Product Owner is an interesting name for the role a product person plays in an agile setting (scrum). Is it really different from Product Manager? And, regardless of how it sounds, Product Owners don’t own the product (or business). Guess what, you’re not alone if you’re confused.
There used to be a term ‘Business Analyst’ for a relatively junior product person, and who’s apprenticing, and aspiring to become a product manager. Along the way, at some point that term went out of favor. Enter ‘Product Owner.’ Agile industrial complex in full swing?
Apparently, a Product Owner (PO) is a separate entity from Product Manager (PM). PO works closely with the developers and the agile team. Among other things, they are responsible for grooming user stories, preparing acceptance criteria, and validating the stories at completion.
Active participation in the product discovery process
Apart from a confusing name, the functions of that PO role are okay. There’s a need to “write” the requirements in a tool of choice (say, Jira). But, my pet peeve is, how are they arriving at those requirements? The answer I hear is that’s the role of the product manager.

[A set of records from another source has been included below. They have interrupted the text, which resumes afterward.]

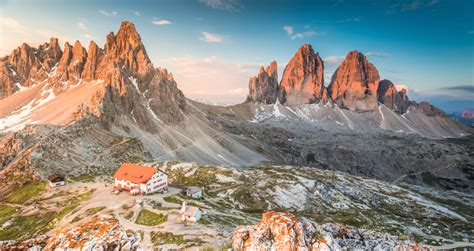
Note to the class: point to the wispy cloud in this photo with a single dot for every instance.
(463, 88)
(348, 20)
(197, 78)
(211, 38)
(82, 26)
(229, 5)
(301, 35)
(289, 29)
(13, 25)
(108, 14)
(333, 60)
(377, 54)
(412, 5)
(157, 21)
(88, 36)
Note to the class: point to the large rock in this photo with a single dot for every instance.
(428, 109)
(284, 231)
(395, 100)
(278, 231)
(354, 84)
(263, 88)
(303, 80)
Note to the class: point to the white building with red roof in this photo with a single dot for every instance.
(146, 179)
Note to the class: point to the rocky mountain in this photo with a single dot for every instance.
(303, 80)
(354, 84)
(284, 231)
(92, 100)
(393, 99)
(101, 233)
(116, 81)
(263, 88)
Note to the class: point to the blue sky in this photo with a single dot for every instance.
(214, 46)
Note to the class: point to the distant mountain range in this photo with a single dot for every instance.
(80, 97)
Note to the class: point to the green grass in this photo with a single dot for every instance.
(94, 210)
(173, 199)
(86, 178)
(22, 193)
(149, 218)
(160, 238)
(6, 212)
(25, 227)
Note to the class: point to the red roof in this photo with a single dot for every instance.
(135, 173)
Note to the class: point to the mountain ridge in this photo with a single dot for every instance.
(120, 87)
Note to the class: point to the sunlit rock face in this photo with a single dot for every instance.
(354, 84)
(303, 80)
(263, 88)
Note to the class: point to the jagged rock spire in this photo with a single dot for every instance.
(354, 84)
(263, 88)
(303, 80)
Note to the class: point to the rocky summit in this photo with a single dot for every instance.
(116, 81)
(303, 80)
(284, 231)
(354, 84)
(395, 100)
(263, 88)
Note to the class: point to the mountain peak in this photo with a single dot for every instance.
(263, 88)
(128, 51)
(303, 81)
(354, 84)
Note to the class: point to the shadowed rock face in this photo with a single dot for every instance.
(429, 109)
(354, 84)
(131, 84)
(388, 95)
(263, 88)
(303, 80)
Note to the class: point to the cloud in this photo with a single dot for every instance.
(211, 38)
(108, 14)
(46, 34)
(305, 34)
(229, 5)
(412, 6)
(288, 29)
(461, 88)
(82, 26)
(400, 87)
(161, 22)
(347, 20)
(377, 54)
(12, 25)
(211, 79)
(333, 60)
(88, 36)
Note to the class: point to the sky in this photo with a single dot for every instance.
(213, 47)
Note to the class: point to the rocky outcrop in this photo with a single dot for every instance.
(278, 231)
(429, 109)
(284, 231)
(303, 81)
(354, 84)
(263, 88)
(101, 233)
(395, 100)
(132, 87)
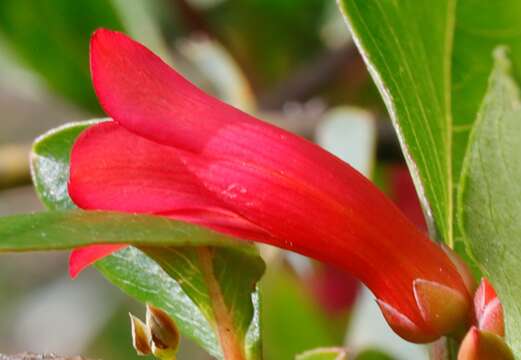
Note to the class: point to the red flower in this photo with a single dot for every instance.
(174, 151)
(488, 311)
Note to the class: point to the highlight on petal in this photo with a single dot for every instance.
(83, 257)
(175, 151)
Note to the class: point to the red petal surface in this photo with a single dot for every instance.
(188, 153)
(83, 257)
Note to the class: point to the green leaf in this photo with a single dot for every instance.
(490, 197)
(52, 38)
(208, 291)
(323, 354)
(407, 48)
(62, 230)
(431, 62)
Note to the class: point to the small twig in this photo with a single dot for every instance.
(31, 356)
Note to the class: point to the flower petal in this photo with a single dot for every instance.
(83, 257)
(113, 169)
(147, 97)
(303, 198)
(366, 235)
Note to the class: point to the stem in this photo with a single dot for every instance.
(230, 344)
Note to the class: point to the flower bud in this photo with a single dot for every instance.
(483, 345)
(164, 336)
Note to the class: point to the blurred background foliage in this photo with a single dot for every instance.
(292, 62)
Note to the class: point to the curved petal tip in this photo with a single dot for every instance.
(81, 258)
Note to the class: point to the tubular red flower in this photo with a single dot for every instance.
(173, 150)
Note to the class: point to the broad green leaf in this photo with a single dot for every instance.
(323, 354)
(480, 27)
(431, 61)
(185, 280)
(52, 38)
(490, 197)
(62, 230)
(407, 48)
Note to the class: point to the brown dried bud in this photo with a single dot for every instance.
(164, 336)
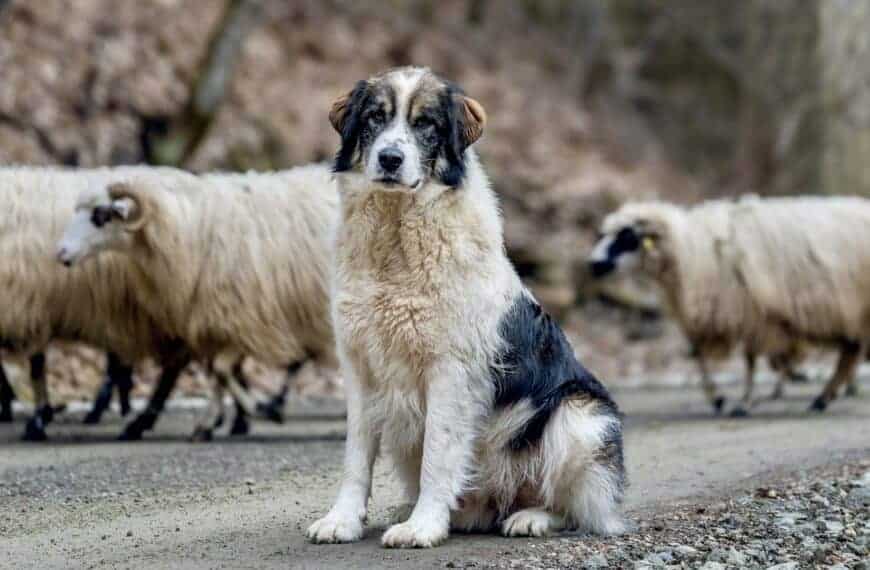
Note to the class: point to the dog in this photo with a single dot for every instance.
(451, 366)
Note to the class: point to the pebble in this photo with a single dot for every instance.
(686, 551)
(595, 562)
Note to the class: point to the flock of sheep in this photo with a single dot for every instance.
(212, 267)
(161, 263)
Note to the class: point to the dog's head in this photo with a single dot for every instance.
(630, 238)
(405, 128)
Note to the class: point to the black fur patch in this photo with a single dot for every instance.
(626, 240)
(539, 365)
(351, 127)
(453, 144)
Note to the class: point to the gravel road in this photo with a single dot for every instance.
(85, 500)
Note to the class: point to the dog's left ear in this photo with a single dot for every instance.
(472, 120)
(465, 121)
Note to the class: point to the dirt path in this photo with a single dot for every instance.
(84, 500)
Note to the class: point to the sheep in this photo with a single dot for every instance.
(806, 263)
(43, 301)
(229, 264)
(690, 254)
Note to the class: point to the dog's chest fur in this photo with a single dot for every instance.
(409, 275)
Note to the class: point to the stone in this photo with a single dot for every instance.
(595, 562)
(686, 551)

I’ve written about product discovery and the dire need to improve the product game in that area. You, as a PM, need to understand the real needs of the customer — empathy interviews. Also, a PM leads discussions on prioritizing features based on impact. Which means, by delivering X (feature) helps Y (a customer segment, expanding TAM, etc.). Even more important is an articulation of why a customer is hiring your product. See JTBD and Job Stories.
Without enough insights or participating actively in the discovery process, a PO will be constantly chasing their PM for answers. Moreover, not having deep enough understanding — their confidence in doing their job will suffer.
As you can see, there’s a clever distinction here: someone who helps with agile ceremonies is a Product Owner, and someone who is doing higher order functions as a Product Manager. False distinction.
Product Owner is a role in an agile team setting
A Product Owner is a Product Manager, period. When they’re in a team setting — insert your favorite process: scrum, kanban — they play a role called Product Owner. This is not necessarily two people. Yes, they may need assistance to help groom the stories, and writing them in the tools. But that need should not arbitrarily split one role to PM and PO.
In essence, I’m arguing PO and PM are the same functions — PO as a subset of PM. A Product Manager plays the role of PO in an agile setting, and they have a continuum of knowledge from discovery to prioritization to execution. You may need to be creative in carving out which areas of a product a PM is responsible for, so that one PM is not overwhelmed.
In addition, when you’re hiring, look for a Product Manager and not a Product Owner.